Francisco Lobo / TNSJ

Virgílio Castelo e Francisca Sobrinho na peça ‘Sul’

Segundo e último espectáculo no Teatro Carlos Alberto sobre migrações. “Vamos fazer uma peça de época para falar do presente”.

A migração tem estado presente no Teatro Carlos Alberto, no Porto. Se O Salto abordava a emigração nos anos 70 do século passado, agora Sul aborda a imigração na actualidade. Com uma personagem comum nas duas peças.

Primeiro, tínhamos a questão da fuga ao país, a deserção à guerra colonial; agora aborda-se mais a forma como Portugal acolhe os imigrantes.

Desta vez, Michelle, uma rapariga francesa lusodescendente, vem a Portugal, contra a vontade da família, na tentativa de encontrar um homem que pode ser o seu avô biológico. Um avô que rejeita a presença daquela jovem desconhecida: “Deixe-me em paz, só quero morrer!” – ouvimos na primeira cena, durante o ensaio para a imprensa.

Além deste homem, cuja existência está rodeada de mistério, Michelle esbarra com a crua realidade de uma comunidade de migrantes do Sul do país. É “um drama familiar intergeracional sobre trauma, abandono e separações”, lê-se na sinopse de Sul.

Tiago Correia, autor e encenador, explica ao ZAP que esta peça, mais do que falar no tráfico humano, aborda as “feridas criadas pelas mudanças”, neste caso de país. E são feridas que “atravessam gerações”.

De que forma as novas gerações, emigrantes ou filhos de emigrantes portugueses, se relacionam com Portugal? Conhecem a história do país? Que medos e traumas existem?

Perguntas lançadas por Tiago, que avisa que começou a escrever (ou no mínimo a pensar) esta sequência, estas duas peças em 2021; ou seja, ainda antes de as migrações serem um assunto tão presente em Portugal e na Europa.

Embora esta peça, Sul, foi escrita apenas “há meia dúzia de meses” e por isso sim, encaixa muito na realidade. “É quase um truque: vamos fazer uma peça de época para falar do presente”.
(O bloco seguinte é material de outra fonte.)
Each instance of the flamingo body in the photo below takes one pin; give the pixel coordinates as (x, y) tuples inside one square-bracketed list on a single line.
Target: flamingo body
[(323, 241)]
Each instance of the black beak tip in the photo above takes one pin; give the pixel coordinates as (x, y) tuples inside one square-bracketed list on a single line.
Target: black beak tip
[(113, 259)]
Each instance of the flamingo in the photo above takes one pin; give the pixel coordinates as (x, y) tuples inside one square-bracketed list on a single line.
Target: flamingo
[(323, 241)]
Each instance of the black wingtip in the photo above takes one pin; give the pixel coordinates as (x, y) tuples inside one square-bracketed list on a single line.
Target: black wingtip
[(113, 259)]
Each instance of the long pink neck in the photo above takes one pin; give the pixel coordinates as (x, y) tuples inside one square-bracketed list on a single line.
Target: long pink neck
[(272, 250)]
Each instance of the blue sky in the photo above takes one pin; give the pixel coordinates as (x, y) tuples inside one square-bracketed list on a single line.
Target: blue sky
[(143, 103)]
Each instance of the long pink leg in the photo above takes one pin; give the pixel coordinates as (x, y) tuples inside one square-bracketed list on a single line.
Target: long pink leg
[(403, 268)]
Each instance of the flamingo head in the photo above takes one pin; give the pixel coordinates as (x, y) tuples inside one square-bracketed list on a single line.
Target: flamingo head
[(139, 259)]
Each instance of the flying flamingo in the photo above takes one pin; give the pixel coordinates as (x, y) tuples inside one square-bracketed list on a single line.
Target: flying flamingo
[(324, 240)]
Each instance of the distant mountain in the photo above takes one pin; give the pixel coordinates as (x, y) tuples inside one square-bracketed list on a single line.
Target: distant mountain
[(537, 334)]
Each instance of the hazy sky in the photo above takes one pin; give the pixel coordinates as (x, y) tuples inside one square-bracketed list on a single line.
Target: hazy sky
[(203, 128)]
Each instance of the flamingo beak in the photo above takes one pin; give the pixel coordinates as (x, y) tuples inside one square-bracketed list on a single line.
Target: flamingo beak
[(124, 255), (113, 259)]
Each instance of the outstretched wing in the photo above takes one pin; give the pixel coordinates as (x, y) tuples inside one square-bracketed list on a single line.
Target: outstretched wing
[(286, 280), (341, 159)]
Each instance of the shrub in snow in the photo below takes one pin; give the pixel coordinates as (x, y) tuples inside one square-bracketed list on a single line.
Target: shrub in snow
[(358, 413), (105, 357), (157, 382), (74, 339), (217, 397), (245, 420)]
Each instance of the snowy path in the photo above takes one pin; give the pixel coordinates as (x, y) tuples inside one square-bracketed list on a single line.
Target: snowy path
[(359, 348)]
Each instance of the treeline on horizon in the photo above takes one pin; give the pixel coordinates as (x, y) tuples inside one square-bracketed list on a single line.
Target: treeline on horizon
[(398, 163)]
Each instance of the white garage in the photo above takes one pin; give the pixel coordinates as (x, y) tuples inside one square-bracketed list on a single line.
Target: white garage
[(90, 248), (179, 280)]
Tiago Correia lembra dados recentes apresentados pela Polícia Judiciária: é uma “falácia” dizer que os imigrantes estão a aumentar a criminalidade.

Na verdade, a ideia foi outra: “De que forma estamos a aproveitar-nos dessas pessoas, dos imigrantes? Porque é isso que está a acontecer e é aí que esta peça vai parar”, explica o encenador.

O autor teve diversas parcerias, quer em Portugal, quer em França, para ter bases reais sobre emigrantes e imigrantes.

E apresentou outra perspectiva no espectáculo: “A de alguém que não é emigrante. Eu sou um privilegiado, homem, branco. Pensei: de que forma é que eu podia falar por eles? Na peça tudo se passa do lado do privilégio. É uma auto-crítica, se quiserem”.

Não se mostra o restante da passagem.